RKO/Movie Star News Archive
RKO – Movie Star News
The world's largest independent archive of film culture.
The famous Movie Star News was founded by Irving Klaw in Brooklyn, New York in 1938. MSN became one of the world's largest mail- order businesses, selling Hollywood images to a world-wide audience. Of course, he was also known for having discovered Bettie Page. With major studios often incinerating their camera negatives due to the high fire risk, Klaw was a willing recipient and over many decades he amassed a collection of over 10,000 original camera negatives of some of the most iconic movies and movie stars.
When Klaw died in 1966, his nephew Ira took over the business until he closed the store in 2012. The entire archive was eventually sold and delivered in over a hundred old filing cabinets without anybody knowing of the treasures it was holding.
In early 2021, master archivist Christopher Belport started a 15-month project and carefully went through every large format camera negative, archived them and created an inventory by both movie and movie star. Amazingly of the over 20,000
negatives, nearly half were the original studio camera negatives, still showing the graphite pencil marking on the back of the negative – old-style photo-shopping!

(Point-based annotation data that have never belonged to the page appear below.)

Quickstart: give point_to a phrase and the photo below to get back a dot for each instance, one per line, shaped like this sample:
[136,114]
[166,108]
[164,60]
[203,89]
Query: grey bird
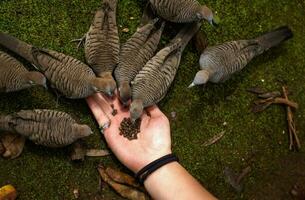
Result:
[69,76]
[218,63]
[45,127]
[134,55]
[182,11]
[14,76]
[102,45]
[153,81]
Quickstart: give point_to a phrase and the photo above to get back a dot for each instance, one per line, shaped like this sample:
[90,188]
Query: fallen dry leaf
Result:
[13,144]
[256,90]
[214,139]
[123,190]
[121,177]
[97,153]
[78,151]
[125,30]
[8,192]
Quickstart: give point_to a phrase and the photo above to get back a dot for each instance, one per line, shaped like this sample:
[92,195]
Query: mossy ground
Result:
[258,140]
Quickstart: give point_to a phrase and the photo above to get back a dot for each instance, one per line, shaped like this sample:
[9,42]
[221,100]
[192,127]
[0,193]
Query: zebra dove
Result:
[182,11]
[134,55]
[218,63]
[45,127]
[153,81]
[102,45]
[14,76]
[68,75]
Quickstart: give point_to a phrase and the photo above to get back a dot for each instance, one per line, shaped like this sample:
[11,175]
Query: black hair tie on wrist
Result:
[153,166]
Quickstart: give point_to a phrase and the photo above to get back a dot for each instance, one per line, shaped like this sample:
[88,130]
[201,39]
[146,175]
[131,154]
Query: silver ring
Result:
[103,127]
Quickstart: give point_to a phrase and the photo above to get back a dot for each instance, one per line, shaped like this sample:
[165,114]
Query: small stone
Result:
[125,30]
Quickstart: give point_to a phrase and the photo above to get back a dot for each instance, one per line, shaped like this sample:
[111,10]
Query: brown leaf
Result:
[256,90]
[270,95]
[121,177]
[214,139]
[260,107]
[78,151]
[123,190]
[13,144]
[97,153]
[8,192]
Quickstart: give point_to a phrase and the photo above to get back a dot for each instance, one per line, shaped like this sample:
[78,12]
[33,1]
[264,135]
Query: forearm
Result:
[172,181]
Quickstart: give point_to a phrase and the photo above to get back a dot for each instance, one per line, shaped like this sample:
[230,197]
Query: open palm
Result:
[153,140]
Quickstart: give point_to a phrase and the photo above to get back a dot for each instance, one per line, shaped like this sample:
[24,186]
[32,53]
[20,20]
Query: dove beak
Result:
[110,94]
[191,85]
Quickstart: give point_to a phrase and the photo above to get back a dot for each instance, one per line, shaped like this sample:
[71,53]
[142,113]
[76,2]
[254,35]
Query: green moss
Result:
[255,139]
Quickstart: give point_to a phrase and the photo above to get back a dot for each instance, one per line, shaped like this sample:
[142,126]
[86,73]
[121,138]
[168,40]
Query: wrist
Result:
[149,159]
[146,171]
[161,174]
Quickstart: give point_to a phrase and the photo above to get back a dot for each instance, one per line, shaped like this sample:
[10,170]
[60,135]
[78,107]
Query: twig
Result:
[277,100]
[293,137]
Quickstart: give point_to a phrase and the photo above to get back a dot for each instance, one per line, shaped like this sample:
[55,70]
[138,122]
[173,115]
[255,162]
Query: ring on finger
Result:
[104,126]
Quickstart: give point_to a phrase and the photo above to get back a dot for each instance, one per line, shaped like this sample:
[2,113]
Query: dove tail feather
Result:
[187,33]
[5,121]
[275,37]
[17,46]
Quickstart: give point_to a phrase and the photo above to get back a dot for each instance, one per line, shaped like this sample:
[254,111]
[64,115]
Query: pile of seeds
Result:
[130,130]
[114,111]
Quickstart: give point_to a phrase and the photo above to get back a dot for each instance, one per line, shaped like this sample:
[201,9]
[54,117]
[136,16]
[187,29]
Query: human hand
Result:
[153,141]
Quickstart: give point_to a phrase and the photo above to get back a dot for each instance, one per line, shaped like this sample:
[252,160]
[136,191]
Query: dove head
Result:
[136,109]
[124,93]
[106,86]
[207,14]
[202,77]
[36,78]
[81,130]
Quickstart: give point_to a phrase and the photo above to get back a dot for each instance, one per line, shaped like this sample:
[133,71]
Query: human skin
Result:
[171,181]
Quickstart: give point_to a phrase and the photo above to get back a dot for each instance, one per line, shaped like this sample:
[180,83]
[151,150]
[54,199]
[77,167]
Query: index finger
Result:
[154,111]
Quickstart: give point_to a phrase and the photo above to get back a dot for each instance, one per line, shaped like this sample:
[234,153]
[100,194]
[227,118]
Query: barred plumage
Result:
[153,81]
[102,45]
[14,76]
[218,63]
[181,11]
[134,54]
[45,127]
[69,76]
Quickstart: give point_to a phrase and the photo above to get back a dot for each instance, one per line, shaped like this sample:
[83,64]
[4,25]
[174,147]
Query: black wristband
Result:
[153,166]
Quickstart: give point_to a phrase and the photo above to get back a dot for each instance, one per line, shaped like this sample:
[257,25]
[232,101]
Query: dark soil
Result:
[130,130]
[286,182]
[1,148]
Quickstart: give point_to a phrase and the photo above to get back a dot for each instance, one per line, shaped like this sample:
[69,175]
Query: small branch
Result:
[293,137]
[291,104]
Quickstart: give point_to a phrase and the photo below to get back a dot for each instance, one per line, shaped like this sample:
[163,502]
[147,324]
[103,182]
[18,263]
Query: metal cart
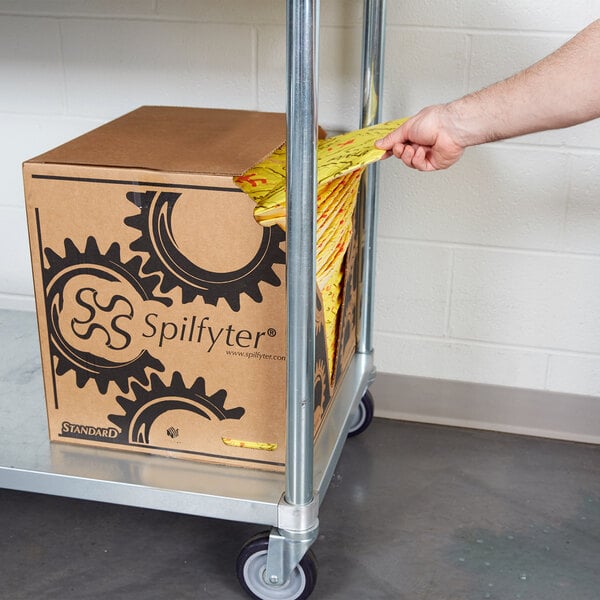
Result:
[279,564]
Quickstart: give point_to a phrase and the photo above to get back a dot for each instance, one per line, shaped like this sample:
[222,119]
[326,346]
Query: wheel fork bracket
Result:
[288,543]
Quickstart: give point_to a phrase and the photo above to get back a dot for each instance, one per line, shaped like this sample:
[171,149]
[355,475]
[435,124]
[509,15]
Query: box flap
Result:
[178,139]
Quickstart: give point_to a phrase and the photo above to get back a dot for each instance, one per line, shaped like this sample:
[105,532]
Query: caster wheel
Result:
[364,415]
[252,566]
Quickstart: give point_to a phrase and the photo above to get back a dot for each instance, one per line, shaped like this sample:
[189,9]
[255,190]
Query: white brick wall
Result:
[488,272]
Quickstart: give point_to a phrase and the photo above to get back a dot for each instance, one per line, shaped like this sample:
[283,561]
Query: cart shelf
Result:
[30,462]
[279,566]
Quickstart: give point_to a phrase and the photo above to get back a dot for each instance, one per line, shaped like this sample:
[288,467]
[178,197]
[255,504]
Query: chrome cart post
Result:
[372,87]
[298,524]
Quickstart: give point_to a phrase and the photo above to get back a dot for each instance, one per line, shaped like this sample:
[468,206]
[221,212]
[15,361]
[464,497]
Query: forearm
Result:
[561,90]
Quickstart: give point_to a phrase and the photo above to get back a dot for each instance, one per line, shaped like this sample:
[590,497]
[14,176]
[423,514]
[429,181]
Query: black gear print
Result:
[158,242]
[141,412]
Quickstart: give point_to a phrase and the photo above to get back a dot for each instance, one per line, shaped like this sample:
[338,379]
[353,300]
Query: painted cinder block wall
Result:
[488,272]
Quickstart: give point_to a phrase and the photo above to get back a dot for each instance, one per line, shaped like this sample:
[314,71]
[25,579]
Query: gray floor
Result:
[414,512]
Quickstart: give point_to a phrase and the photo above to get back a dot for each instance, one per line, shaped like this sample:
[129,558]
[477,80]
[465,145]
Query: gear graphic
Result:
[141,412]
[157,240]
[107,268]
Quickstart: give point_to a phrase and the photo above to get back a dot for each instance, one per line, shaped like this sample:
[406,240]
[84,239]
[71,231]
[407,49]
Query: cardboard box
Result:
[161,302]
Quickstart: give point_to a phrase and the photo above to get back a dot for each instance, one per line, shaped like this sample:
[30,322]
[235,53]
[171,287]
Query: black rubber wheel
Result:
[364,415]
[251,567]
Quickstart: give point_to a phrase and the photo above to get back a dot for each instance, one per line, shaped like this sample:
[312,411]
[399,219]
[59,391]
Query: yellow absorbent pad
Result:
[341,161]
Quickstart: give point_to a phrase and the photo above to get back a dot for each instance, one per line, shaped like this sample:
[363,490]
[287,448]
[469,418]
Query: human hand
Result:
[426,142]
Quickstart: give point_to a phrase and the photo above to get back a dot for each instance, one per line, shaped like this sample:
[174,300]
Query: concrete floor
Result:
[414,512]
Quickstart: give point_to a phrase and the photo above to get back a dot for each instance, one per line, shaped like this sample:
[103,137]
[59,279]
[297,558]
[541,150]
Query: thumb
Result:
[395,137]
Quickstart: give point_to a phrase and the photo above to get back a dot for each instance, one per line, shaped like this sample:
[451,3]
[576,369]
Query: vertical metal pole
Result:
[372,87]
[302,47]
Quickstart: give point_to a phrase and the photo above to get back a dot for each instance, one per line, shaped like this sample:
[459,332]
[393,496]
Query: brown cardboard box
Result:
[161,302]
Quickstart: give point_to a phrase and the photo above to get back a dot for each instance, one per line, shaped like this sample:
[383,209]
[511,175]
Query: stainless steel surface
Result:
[29,462]
[302,18]
[372,87]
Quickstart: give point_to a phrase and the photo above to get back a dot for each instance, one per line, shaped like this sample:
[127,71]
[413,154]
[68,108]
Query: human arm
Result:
[560,90]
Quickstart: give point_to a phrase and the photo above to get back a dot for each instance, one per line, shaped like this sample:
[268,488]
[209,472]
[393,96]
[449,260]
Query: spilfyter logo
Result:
[90,299]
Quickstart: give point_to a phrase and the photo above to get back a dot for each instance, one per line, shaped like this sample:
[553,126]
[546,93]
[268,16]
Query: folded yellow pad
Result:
[341,161]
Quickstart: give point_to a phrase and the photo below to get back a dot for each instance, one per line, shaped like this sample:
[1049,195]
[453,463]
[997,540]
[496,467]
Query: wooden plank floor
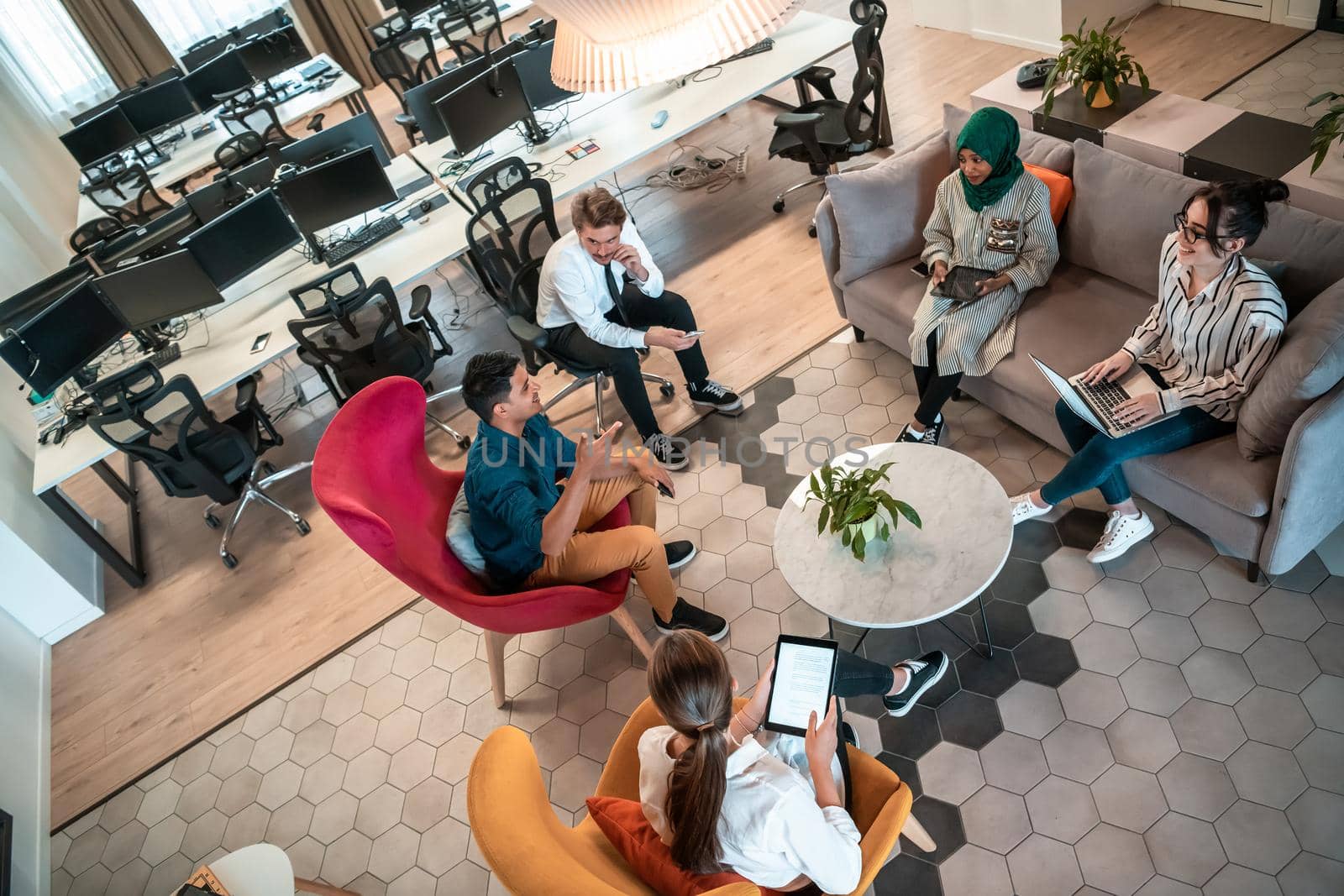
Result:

As we re-assembled the negatives in the original studio production code sequence it became clear that MSN was THE intact studio archive itself, original and well- preserved. The fact that near complete sequences of production negatives remained intact is evidence that MSN was compiled with relentless perseverance and is in fact the core of what was originally the master files from RKO and several other studio sources representing the largest independent archive of film culture.
Most of these negatives had not seen the light of day in over half a century and were found perfectly preserved. Movies Like Citizen Kane, Easy Rider, The Mummy & King Kong to name but a few. Iconic large format negatives, many by famous photographers like George Hurrell of cinemas biggest stars; Marilyn Monroe, Ingrid Bergman, Audrey Hepburn, Grace Kelly, Cary Grant and a virtual who-is-who from the Golden Age of Hollywood.